Lo studio ha evidenziato una crescita del 7% totale del mercato del gambling online tra il 2013 e il 2017, un quadriennio in cui sono stati superati i 400 miliardi di euro in raccolta, a fronte di una spesa che per i giocatori ha ammontato a circa 43 milioni di euro. In questo contesto le scommesse sportive hanno rappresentato, nel mercato del 2017, il 48,3% del mercato, crescendo fino all’8,0% rispetto all’11,7% del settore dei casinò e del poker online che, da soli, rappresentano il 46,9% del mercato. L’Europa, come chiaramente emerge dalla ricerca, è la maggior area di sbocco, con una quota che da sola rappresenta il 45% del mercato globale; il Nord America è cresciuto del 44,6% dal 2013 al 2017. Dallo studio è emerso che il settore del gambling online ha dato un fondamentale contributo alle economie nazionali, ma con la necessità di un monitoraggio sempre costante per limitare potenziali rischi, sempre dietro l’angolo, per i consumatori, in particolare per la questione del gioco problematico. Lo studio è volto anche alla ricerca di soluzioni per offrire riflessioni utili ai regolatori e policy makers. Infatti è evidente che uno sviluppo ordinato e sostenibile del comparto gambling online debba rappresentare un obiettivo comune per un singolo Stato e per i suoi concessionari a lungo termine. A livello mondiale il mercato del gioco, online ed offline, è passato dai 783 miliardi del 2015 agli 897 miliardi nel 2017, un trend di crescita pazzesco dovuto soprattutto alla crescita della partecipazione femminile che è andata a controbilanciare il dominio degli uomini nel settore.
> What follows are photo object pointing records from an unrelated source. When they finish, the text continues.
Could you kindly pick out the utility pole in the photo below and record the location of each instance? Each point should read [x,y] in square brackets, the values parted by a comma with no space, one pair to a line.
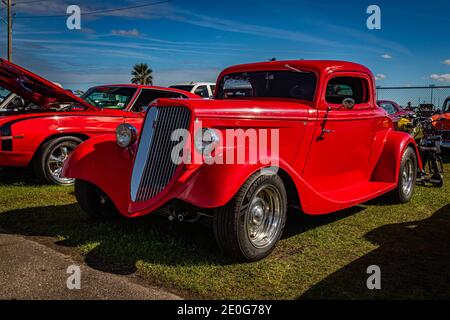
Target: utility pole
[9,30]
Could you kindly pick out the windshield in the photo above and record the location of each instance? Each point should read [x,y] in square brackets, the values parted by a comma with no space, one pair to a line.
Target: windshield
[183,87]
[110,97]
[268,84]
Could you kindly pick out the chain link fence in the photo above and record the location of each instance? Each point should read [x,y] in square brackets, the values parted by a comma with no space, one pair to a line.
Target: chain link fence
[427,97]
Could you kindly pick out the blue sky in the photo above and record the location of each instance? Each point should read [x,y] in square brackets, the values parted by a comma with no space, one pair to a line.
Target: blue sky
[194,40]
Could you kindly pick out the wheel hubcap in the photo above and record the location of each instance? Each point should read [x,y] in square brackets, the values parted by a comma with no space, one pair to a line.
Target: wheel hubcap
[56,161]
[408,177]
[263,217]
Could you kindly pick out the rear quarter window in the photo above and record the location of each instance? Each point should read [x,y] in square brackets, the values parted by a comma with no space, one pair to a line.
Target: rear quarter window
[341,88]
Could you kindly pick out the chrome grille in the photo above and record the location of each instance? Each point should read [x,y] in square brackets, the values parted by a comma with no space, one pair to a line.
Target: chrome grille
[446,135]
[153,167]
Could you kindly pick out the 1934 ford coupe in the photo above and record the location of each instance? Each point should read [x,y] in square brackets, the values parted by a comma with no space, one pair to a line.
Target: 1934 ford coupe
[41,123]
[331,148]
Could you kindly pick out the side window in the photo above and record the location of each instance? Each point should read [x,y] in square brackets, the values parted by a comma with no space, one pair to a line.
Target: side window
[147,96]
[341,88]
[389,108]
[202,91]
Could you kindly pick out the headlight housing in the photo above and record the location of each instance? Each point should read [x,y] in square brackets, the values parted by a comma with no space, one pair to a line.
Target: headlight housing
[126,135]
[205,140]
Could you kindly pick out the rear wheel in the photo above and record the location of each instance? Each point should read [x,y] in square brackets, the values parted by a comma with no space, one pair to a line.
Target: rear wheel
[250,225]
[407,177]
[50,159]
[94,201]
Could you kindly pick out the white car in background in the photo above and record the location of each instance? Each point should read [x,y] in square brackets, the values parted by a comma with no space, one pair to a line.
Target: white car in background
[203,89]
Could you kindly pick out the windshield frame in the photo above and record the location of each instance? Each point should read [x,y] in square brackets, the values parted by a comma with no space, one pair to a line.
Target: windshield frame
[219,85]
[125,107]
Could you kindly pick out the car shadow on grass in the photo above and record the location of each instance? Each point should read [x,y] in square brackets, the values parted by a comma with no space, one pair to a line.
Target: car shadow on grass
[298,222]
[414,259]
[118,246]
[18,176]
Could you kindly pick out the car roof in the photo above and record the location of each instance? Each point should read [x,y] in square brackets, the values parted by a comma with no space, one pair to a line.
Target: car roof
[194,84]
[320,66]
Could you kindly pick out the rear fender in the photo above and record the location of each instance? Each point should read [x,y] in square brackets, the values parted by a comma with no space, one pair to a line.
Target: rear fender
[388,165]
[103,163]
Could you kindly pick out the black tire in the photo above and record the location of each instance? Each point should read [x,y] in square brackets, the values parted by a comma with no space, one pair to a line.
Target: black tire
[232,222]
[41,165]
[94,202]
[406,181]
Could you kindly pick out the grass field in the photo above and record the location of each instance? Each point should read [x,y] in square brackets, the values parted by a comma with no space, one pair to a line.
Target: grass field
[318,257]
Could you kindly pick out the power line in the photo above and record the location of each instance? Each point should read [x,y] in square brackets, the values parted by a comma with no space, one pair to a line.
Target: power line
[100,11]
[27,2]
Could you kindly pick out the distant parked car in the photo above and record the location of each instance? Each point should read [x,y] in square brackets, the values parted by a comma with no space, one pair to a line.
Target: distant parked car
[444,124]
[42,123]
[394,111]
[202,89]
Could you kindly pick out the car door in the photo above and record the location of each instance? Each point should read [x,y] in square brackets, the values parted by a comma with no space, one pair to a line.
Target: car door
[341,147]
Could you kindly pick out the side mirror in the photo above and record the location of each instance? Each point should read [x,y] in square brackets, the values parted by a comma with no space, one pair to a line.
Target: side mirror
[348,103]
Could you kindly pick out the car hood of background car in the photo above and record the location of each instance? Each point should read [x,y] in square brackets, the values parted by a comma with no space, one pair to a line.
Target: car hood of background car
[35,88]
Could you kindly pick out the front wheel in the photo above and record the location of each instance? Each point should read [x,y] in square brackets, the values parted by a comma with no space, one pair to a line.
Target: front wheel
[49,160]
[250,225]
[94,201]
[407,177]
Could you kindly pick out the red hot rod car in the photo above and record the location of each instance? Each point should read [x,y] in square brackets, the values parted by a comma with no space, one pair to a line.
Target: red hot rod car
[336,149]
[41,123]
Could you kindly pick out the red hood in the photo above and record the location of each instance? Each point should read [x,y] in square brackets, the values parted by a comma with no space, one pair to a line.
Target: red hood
[33,87]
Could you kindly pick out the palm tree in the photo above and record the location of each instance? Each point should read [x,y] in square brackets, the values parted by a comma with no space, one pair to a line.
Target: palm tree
[142,74]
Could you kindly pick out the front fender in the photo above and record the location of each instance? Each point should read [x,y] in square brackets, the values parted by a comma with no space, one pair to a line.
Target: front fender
[103,163]
[213,186]
[388,165]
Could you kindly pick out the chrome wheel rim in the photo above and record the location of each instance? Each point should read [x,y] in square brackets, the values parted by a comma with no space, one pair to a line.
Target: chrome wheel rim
[263,219]
[56,160]
[408,177]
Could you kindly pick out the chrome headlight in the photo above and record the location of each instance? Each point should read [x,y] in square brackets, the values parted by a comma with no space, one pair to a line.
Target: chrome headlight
[205,138]
[126,135]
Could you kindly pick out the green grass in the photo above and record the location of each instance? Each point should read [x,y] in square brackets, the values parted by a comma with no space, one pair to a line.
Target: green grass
[319,257]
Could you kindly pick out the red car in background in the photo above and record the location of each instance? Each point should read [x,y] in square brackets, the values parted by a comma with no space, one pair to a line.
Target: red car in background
[393,110]
[41,123]
[442,123]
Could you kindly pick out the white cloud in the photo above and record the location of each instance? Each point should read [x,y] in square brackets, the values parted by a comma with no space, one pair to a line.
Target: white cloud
[441,77]
[130,33]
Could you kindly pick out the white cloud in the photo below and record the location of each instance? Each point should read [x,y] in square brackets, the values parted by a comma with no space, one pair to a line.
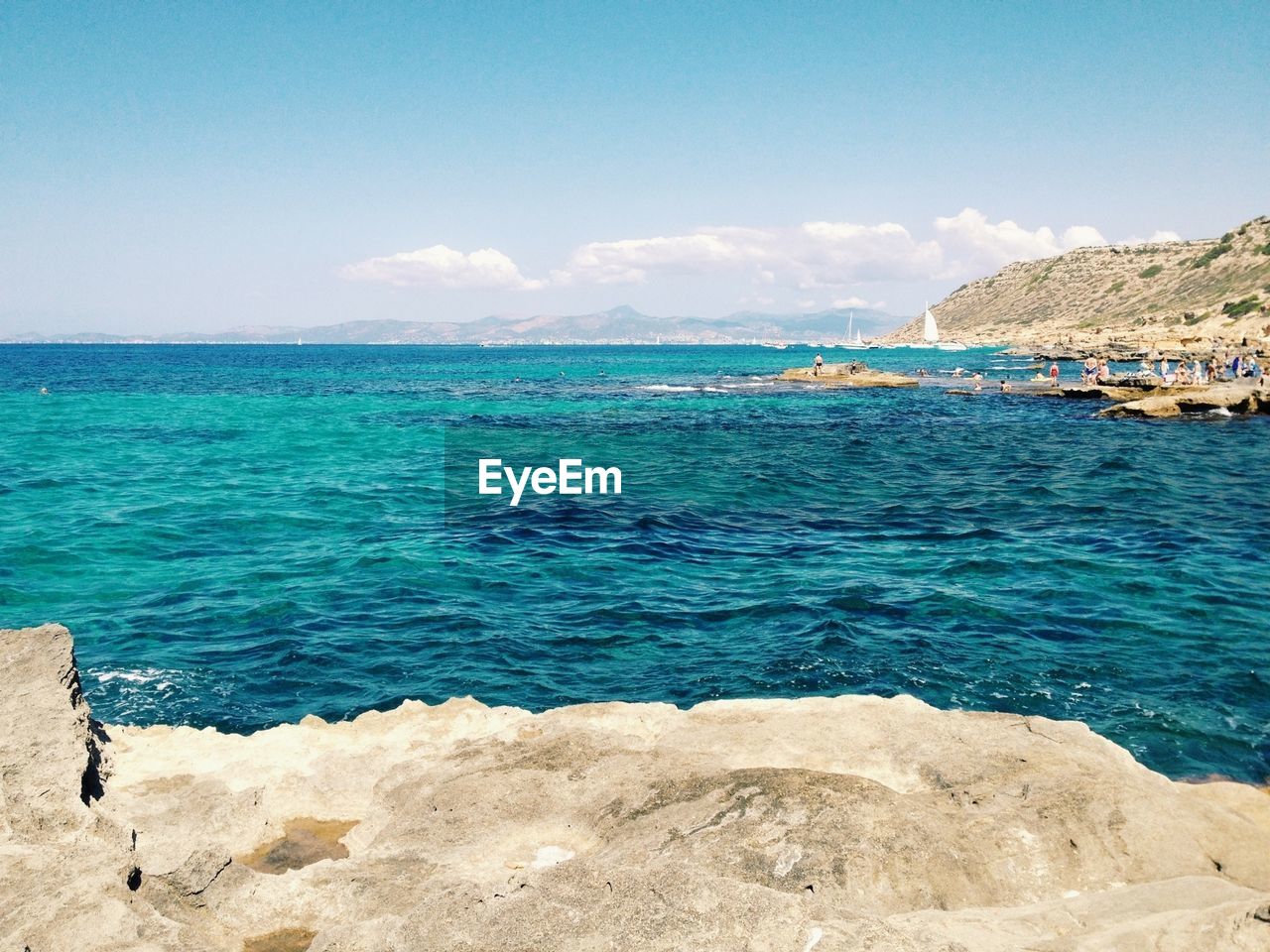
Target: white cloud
[806,258]
[441,267]
[811,255]
[971,243]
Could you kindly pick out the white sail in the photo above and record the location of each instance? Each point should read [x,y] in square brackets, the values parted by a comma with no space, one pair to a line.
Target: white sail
[931,334]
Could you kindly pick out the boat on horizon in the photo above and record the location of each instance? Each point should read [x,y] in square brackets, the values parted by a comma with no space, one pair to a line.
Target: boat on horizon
[931,336]
[856,343]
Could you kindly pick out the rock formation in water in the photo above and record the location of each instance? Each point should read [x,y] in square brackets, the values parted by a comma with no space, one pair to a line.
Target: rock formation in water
[1173,296]
[848,823]
[846,375]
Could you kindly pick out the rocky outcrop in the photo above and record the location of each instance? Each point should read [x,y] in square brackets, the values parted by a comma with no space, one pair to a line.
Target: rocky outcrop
[815,824]
[846,375]
[1236,398]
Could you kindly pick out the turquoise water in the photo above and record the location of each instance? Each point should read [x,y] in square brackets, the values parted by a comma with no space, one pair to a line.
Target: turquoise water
[239,536]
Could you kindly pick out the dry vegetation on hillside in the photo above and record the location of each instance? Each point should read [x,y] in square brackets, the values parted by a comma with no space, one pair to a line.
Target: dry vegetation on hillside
[1150,294]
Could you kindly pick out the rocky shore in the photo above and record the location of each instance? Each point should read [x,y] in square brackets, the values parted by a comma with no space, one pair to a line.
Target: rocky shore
[848,823]
[847,375]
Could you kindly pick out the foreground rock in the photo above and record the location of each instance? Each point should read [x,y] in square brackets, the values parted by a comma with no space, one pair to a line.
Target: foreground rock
[824,823]
[847,375]
[1234,398]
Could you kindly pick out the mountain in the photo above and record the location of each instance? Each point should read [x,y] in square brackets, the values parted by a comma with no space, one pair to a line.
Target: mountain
[1147,295]
[619,325]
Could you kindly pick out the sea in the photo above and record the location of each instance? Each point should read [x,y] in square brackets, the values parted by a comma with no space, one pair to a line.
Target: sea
[239,536]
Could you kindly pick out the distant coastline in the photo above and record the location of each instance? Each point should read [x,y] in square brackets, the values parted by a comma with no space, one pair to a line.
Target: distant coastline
[616,326]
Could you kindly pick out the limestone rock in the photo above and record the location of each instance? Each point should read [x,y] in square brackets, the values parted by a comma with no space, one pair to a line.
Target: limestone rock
[847,375]
[821,824]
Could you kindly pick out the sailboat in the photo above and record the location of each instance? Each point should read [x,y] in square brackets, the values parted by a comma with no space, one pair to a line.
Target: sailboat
[930,333]
[857,343]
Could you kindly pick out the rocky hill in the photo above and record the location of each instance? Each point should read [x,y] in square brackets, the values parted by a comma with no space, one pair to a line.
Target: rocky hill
[1150,295]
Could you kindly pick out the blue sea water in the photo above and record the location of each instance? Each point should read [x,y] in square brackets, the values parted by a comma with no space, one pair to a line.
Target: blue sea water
[240,536]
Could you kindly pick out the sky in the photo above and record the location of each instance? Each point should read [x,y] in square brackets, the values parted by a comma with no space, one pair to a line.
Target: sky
[200,167]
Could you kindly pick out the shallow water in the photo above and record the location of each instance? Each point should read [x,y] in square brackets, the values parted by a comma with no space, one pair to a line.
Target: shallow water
[239,536]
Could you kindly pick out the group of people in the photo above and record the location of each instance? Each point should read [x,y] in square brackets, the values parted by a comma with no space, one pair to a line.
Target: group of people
[1215,368]
[1095,371]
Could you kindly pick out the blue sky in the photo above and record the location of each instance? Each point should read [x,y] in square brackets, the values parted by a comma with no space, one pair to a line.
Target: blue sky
[206,166]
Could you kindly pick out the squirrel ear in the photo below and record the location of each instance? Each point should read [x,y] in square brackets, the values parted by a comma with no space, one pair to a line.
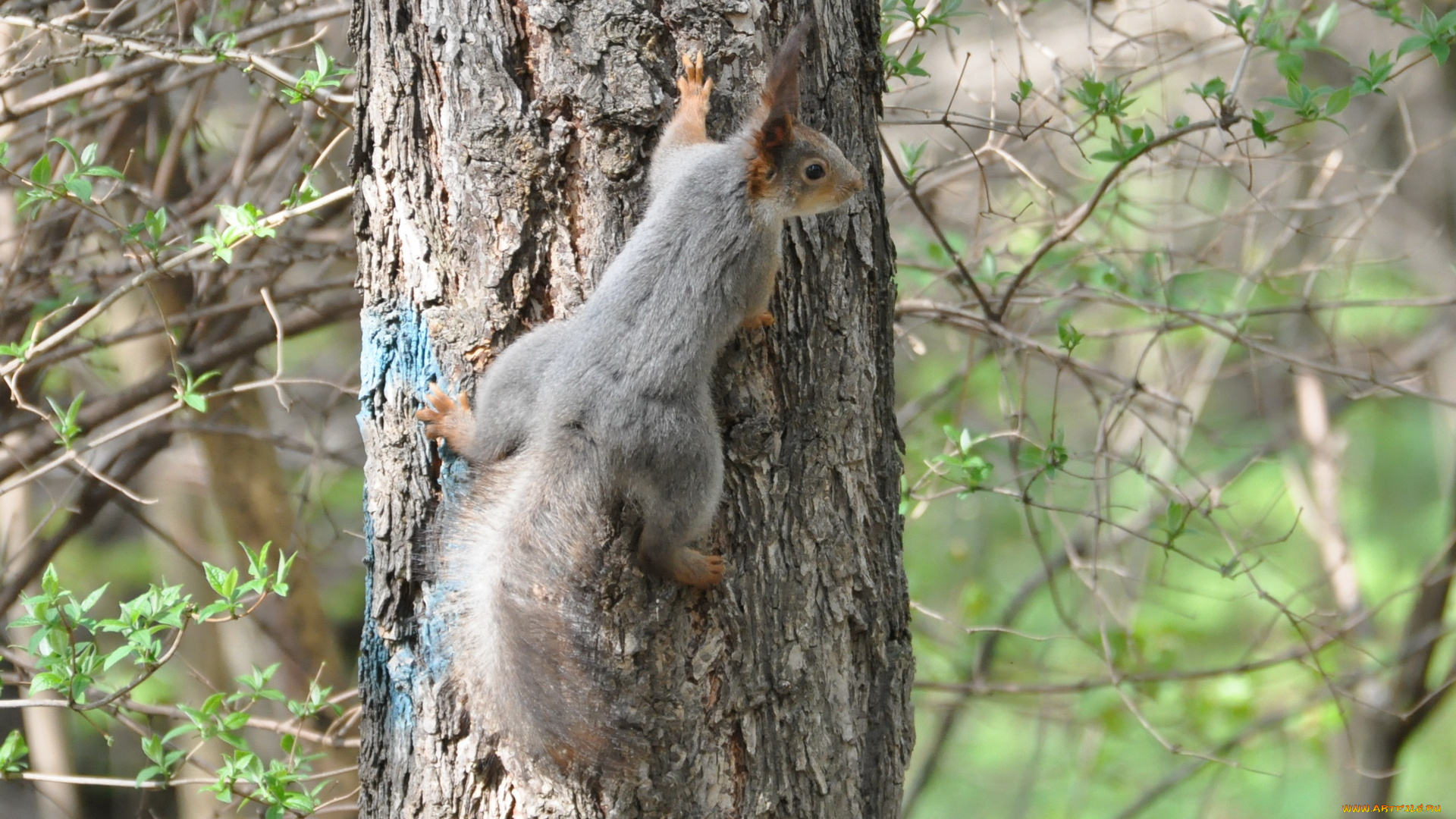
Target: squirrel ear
[781,91]
[781,102]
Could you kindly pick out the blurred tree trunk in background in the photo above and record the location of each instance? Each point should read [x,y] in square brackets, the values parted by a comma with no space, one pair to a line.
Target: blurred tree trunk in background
[500,164]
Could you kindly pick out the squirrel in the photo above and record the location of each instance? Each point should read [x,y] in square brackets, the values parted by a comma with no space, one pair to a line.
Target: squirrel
[613,406]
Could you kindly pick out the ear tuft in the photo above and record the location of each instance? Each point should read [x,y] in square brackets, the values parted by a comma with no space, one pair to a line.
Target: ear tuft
[781,91]
[781,101]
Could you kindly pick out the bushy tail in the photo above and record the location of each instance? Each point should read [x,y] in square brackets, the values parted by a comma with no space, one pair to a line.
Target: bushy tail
[520,556]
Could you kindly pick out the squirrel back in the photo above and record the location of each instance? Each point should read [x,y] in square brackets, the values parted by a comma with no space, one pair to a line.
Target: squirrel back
[613,406]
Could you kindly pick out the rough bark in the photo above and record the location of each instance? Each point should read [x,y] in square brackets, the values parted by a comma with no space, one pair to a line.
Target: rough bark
[501,159]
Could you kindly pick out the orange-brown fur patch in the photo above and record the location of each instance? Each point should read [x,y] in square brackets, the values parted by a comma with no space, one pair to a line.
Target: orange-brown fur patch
[767,145]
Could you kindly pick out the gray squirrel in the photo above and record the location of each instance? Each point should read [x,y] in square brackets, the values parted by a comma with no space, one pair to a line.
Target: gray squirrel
[613,406]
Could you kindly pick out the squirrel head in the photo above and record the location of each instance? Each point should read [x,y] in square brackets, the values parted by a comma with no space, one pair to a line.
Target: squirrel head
[792,165]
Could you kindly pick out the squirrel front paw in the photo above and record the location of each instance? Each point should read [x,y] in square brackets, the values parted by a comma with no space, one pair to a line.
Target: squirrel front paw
[692,85]
[758,319]
[447,419]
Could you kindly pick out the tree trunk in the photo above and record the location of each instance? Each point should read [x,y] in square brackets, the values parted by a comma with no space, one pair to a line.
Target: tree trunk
[501,159]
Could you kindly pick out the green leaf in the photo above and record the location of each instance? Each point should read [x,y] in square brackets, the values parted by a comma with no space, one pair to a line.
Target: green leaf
[104,171]
[12,754]
[79,187]
[1327,22]
[41,171]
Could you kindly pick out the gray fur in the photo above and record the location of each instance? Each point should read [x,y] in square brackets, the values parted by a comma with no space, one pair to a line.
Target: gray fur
[610,404]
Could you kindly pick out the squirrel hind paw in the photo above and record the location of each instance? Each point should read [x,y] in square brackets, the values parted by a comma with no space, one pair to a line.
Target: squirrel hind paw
[692,83]
[699,570]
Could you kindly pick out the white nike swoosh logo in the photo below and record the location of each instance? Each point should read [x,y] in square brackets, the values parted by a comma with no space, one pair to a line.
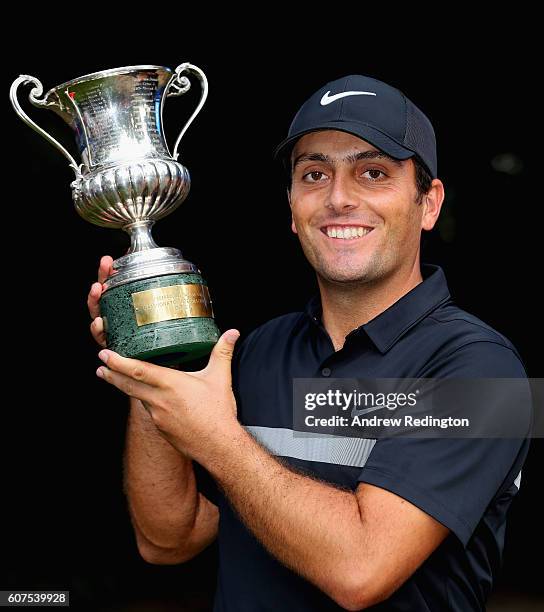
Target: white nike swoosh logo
[326,99]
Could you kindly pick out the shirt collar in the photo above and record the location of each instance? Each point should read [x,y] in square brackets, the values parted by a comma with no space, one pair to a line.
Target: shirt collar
[389,326]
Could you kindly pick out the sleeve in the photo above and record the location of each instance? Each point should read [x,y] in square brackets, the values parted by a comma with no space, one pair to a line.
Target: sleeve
[455,479]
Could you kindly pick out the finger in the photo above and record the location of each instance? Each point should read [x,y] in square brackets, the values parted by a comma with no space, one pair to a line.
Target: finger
[127,385]
[139,371]
[97,331]
[105,268]
[93,299]
[221,356]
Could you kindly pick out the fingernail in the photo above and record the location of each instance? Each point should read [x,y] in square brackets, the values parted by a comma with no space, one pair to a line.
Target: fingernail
[232,335]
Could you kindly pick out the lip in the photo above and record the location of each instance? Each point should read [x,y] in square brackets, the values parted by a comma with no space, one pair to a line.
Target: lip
[323,230]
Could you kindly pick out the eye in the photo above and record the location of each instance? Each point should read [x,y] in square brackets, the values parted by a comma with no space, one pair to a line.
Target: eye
[374,174]
[313,177]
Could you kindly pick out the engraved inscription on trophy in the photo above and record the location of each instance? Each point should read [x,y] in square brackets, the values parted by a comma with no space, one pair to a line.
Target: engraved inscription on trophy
[174,302]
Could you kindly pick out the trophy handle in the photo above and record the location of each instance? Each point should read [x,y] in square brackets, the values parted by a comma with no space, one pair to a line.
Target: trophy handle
[180,85]
[35,93]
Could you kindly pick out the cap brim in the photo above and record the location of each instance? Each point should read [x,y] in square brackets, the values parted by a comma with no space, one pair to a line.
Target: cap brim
[373,136]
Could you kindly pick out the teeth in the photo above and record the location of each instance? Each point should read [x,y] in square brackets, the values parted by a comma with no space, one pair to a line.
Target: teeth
[347,233]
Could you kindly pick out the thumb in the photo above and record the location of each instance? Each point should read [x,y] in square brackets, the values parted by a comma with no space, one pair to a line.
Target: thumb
[221,355]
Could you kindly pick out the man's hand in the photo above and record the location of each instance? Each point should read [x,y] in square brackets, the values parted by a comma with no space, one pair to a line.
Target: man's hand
[105,270]
[193,410]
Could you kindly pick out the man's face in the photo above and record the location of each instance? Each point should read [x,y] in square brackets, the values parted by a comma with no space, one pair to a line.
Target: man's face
[354,209]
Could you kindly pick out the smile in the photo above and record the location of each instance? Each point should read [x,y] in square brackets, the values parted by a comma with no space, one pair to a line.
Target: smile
[346,232]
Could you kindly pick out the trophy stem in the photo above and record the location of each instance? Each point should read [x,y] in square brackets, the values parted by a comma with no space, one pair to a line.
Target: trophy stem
[140,236]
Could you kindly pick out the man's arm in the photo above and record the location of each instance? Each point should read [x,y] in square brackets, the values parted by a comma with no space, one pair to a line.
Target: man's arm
[172,521]
[356,547]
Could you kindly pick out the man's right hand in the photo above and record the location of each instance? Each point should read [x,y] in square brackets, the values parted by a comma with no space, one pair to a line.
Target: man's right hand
[105,269]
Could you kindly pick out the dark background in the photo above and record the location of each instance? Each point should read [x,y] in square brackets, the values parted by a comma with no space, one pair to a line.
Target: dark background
[64,519]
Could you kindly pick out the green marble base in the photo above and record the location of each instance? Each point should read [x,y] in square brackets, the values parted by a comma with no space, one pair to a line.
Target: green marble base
[167,342]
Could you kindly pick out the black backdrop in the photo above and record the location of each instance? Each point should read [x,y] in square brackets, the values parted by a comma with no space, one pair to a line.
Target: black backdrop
[64,520]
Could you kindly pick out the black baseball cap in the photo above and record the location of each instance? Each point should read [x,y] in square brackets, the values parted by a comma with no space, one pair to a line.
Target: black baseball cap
[370,109]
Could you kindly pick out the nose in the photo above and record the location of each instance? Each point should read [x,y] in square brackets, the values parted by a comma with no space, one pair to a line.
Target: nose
[342,195]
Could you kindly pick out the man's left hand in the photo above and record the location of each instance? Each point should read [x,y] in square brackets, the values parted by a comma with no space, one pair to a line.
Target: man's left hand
[192,410]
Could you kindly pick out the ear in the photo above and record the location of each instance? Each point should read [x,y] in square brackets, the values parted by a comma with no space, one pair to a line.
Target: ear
[432,202]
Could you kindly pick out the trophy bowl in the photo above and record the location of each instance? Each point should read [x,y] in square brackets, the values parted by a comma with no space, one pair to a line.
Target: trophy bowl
[155,305]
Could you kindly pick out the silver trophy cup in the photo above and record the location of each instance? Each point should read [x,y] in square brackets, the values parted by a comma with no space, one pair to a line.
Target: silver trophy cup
[156,305]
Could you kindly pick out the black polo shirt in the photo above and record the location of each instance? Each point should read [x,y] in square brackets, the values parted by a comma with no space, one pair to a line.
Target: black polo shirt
[466,484]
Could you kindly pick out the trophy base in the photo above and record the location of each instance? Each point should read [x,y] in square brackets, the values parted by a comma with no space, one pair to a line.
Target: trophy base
[164,319]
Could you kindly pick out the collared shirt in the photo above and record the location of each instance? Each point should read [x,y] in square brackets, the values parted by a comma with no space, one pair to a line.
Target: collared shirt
[465,484]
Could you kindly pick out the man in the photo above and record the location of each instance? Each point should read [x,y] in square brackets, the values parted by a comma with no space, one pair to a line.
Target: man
[306,523]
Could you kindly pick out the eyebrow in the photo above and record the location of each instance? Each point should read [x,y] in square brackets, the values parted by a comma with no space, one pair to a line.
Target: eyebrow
[350,159]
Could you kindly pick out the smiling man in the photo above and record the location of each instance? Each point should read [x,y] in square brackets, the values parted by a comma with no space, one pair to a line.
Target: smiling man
[310,522]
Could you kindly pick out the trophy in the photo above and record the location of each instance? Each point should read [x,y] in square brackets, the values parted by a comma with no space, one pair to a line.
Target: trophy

“Il mercato dell’online è in rapida crescita e le previsioni confermano che i cambiamenti tecnologici, quali ad esempio la realtà aumentata, l’utilizzo di mezzi elettronici di pagamento come le criptovalute ed un maggior coinvolgimento esperienziale dei giocatori guideranno i futuri trend e genereranno un forte indotto. Il Nord America e l’APAC rappresentano mercati dal grande potenziale” – ha sottolineato Luca Petroni, Partner Deloitte Financial Advisory. Il Vice Direttore dei CASMEF, Marco Spallone, invece, pensa che “Il gioco online rappresenta il comparto del mercato dei giochi con più alto potenziale di sviluppo, vista la maturità dei settori tradizionali. Questo potenziale va sfruttato in maniera responsabile, utilizzando la tecnologia per favorire la crescita di lungo periodo, combattere l’offerta di gioco illegale e allo stesso tempo tutelare la salute dei giocatori”.